Having annual physical exams along with prostate specific antigen (PSA) blood test and a digital rectal exam (DRE) (shown in Figure D). A digital rectal exam should be done annual among men over 50 but those at higher risks should consider beginning exams earlier. PSA along with PAP (prostatic acid phosphatase) tests should also be done yearly. Fewer than 10% of patients with prostate cancer are diagnosed at screening assessments in the UK, and the vast majority are diagnosed because of their presentation with symptoms.
The diagnosis must be confirmed by histological examination of the prostatic tissue. Transrectal biopsy is widely favoured. Fine needle aspiration cytology as a means for diagnosis has not gained widespread popularity probably due to its limited sensitivity when compared with needle biopsy. PSA is an effective tumour marker in prostate cancer, but its use as a screening tool in the early detection of prostate cancer is controversial. Computed tomography of the pelvis is currently the most commonly employed imaging modality for assessing the extent of local spread of prostate cancer.
Despite initial enthusiasm, the use of transrectal ultrasound has not proven to be more useful at determining seminal vesicle involvement or extracapsular spread than digital rectal examination. Magnetic resonance imaging (MRI) appears to have equal sensitivity to computed tomography for detection of pelvic lymph node involvement. Bone scans are used routinely and have a false negative rate of 11%. MRI is the most sensitive technique for detecting bone metastases in prostate cancer but it is limited by its relative inability to image the whole skeleton.
Once abnormalities are detected in the DRE or PSA then a transrectal ultrasound may be recommended. This exam uses sound wave echoes to produce an image of the prostate glands. This image is then visually inspected by the physician for abnormalities. A CT or CAT scan (computed tomography scan) is an imaging procedure which uses a combination of x-rays and computer technology to render a cross-sectional image of the prostate. MRIs, are also used for imaging. A radionuclide bone scan may be used to reveal if the disease has invaded the bones.
Lymph node and prostate biopsies take a sample of the suspected tissue which is then examined under a microscope to check for abnormalities. Diagnosis of cancer is confirmed only by a biopsy. The most frequently used staging classifications are the revised 1997 TNM classification of the International Union Against Cancer (UICC) and the Whitemore-Jewett system. The TNM classification has the advantage in separating the assessment of the primary tumour from that of nodal disease and metastatic state.

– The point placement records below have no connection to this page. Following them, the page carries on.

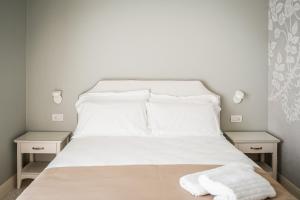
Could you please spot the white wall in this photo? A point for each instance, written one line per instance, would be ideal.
(71, 44)
(12, 82)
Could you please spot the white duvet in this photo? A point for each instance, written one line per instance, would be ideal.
(130, 150)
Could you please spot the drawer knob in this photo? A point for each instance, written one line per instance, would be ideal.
(38, 148)
(256, 148)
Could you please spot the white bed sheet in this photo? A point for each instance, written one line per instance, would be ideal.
(127, 150)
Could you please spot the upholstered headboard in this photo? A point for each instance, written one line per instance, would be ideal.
(178, 88)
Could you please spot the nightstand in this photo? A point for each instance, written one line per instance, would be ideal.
(37, 143)
(258, 143)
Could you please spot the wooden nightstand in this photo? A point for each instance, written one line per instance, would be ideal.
(37, 143)
(259, 143)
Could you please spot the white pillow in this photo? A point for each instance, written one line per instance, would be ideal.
(183, 119)
(214, 99)
(111, 118)
(138, 95)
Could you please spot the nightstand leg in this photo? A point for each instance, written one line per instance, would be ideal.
(19, 166)
(274, 161)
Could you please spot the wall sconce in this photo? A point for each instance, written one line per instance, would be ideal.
(57, 96)
(238, 96)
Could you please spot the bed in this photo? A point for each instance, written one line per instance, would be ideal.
(134, 167)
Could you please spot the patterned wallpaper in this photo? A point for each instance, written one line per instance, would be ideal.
(284, 84)
(284, 56)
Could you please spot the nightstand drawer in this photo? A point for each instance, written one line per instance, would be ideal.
(256, 147)
(38, 147)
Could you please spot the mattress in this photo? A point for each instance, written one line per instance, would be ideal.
(127, 150)
(135, 168)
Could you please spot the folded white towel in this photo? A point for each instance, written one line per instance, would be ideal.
(236, 184)
(191, 184)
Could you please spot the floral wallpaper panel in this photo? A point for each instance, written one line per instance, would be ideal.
(284, 56)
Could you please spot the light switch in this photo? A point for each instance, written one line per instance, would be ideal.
(236, 118)
(58, 117)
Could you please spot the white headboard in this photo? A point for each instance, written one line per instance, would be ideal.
(177, 88)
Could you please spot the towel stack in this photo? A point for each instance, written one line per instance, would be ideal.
(230, 182)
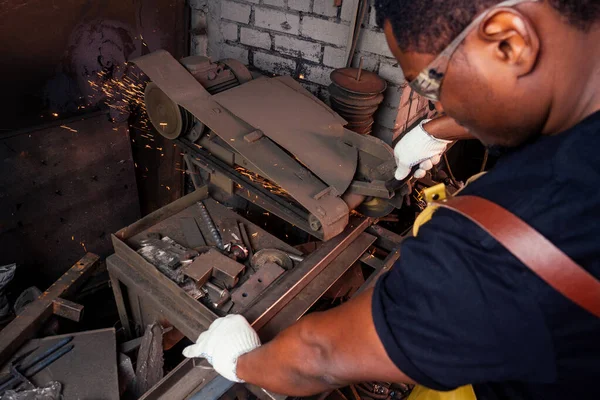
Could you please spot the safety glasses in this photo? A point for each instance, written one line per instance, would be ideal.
(429, 82)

The pathological classification of the TNM system corresponds to the clinical classification and is indicated by the prefix “p”. Shroeder et al found that 52. 3% of 262 tumours classified as T1 and T2 were upgraded to pT3, and 15. 1% of 152 T3 tumours were downstaged to pT2 after radical prostatectomy. The very early stages of prostate cancer usually go without symptoms and is increasingly diagnosed at routine rectal examinations. The typical finding is a firm, hard, or craggy, enlarged gland.

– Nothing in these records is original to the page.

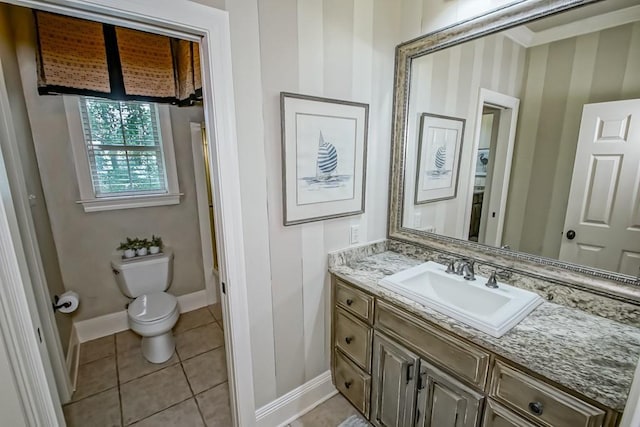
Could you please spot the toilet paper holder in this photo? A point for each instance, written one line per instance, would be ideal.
(57, 306)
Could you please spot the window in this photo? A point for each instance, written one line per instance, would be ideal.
(123, 153)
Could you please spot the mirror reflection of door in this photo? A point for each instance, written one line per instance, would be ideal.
(602, 224)
(483, 171)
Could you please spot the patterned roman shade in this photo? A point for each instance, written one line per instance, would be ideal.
(81, 57)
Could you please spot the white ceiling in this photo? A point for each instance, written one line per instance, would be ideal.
(580, 13)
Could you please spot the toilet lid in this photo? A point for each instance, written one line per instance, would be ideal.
(150, 307)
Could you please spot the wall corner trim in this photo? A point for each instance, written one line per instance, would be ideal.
(101, 326)
(73, 358)
(297, 402)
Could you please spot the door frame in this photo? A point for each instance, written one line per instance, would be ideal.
(211, 277)
(29, 240)
(506, 133)
(190, 21)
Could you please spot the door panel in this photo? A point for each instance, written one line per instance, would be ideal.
(394, 384)
(601, 190)
(604, 200)
(444, 401)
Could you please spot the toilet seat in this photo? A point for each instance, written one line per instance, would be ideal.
(152, 307)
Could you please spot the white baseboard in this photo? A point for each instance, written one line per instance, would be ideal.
(297, 402)
(73, 357)
(113, 323)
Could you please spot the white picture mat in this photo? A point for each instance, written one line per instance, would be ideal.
(438, 158)
(341, 132)
(308, 207)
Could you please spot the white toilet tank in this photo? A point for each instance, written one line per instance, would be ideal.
(138, 276)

There may be obliteration of the median sulcus or spread to the lateral pelvic walls As the tumour arises usually in the peripheral zone of the prostate, symptoms of prostatism are late events or may result from accompanying benign prostate hyperplasia. Haematuria is uncommon but may occur secondary to infection or erosion of the gland. Perineal pain may occur in advanced disease. Weight loss, cachexia, bone pain, and neurological complications are seen later and are related to metastases.